Peripheral gating of mechanosensation by glial diazepam binding inhibitor.

ABSTRACT

We report that diazepam binding inhibitor (DBI) is a glial messenger mediating satellite glia-sensory neuron crosstalk in the dorsal root ganglion (DRG). DBI is highly expressed in satellite glia cells (SGCs) of mice, rat and human, but not in sensory neurons or most other DRG-resident cells. Knockdown of DBI results in a robust mechanical hypersensitivity without major effects on other sensory modalities. In vivo overexpression of DBI in SGCs reduces sensitivity to mechanical stimulation and alleviates mechanical allodynia in neuropathic and inflammatory pain models. We further show that DBI acts as an unconventional agonist and positive allosteric modulator at the neuronal GABAA receptors, particularly strongly effecting those with a high-affinity benzodiazepine binding site.
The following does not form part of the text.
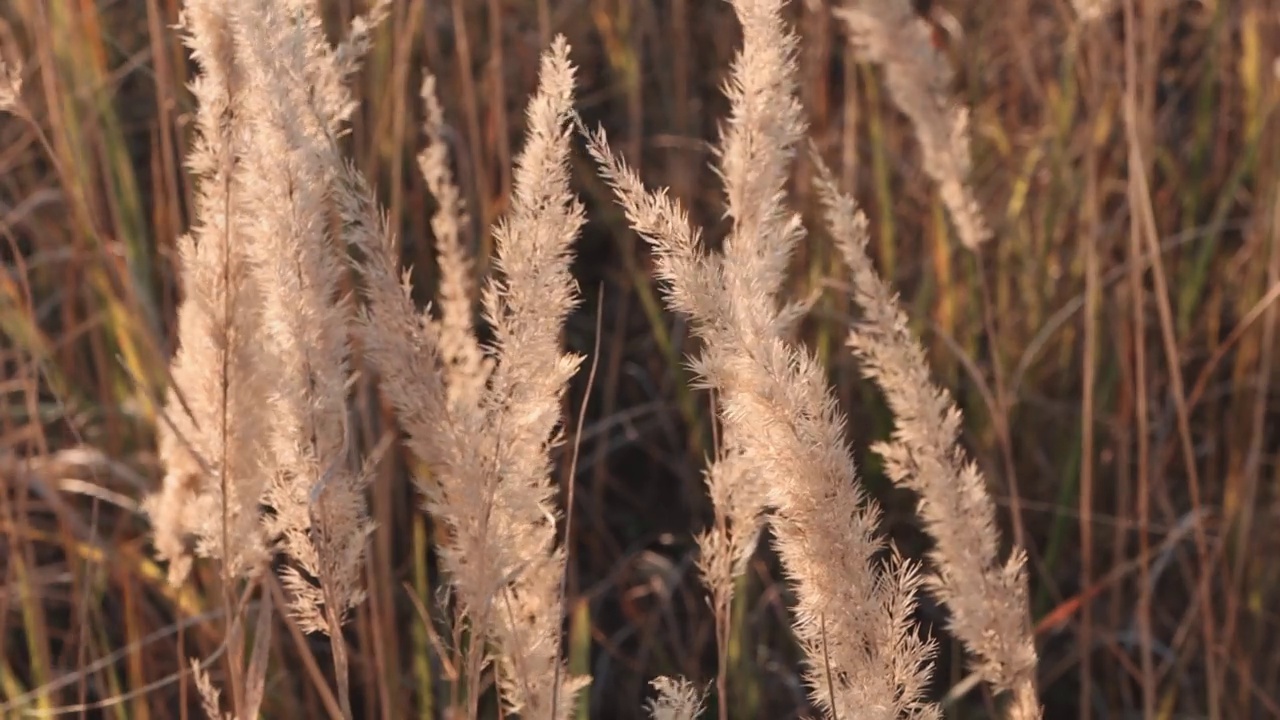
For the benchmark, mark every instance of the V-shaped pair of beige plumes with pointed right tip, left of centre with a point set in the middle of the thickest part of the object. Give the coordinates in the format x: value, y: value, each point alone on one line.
x: 490, y: 457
Such receptors are selectively expressed by a subpopulation of mechanosensitive DRG neurons and these are also more enwrapped with DBI-expressing glia, as compared to other DRG neurons, suggesting a mechanism for specific effect of DBI on mechanosensation. These findings identified a new, peripheral neuron-glia communication mechanism modulating pain signalling, which can be targeted therapeutically.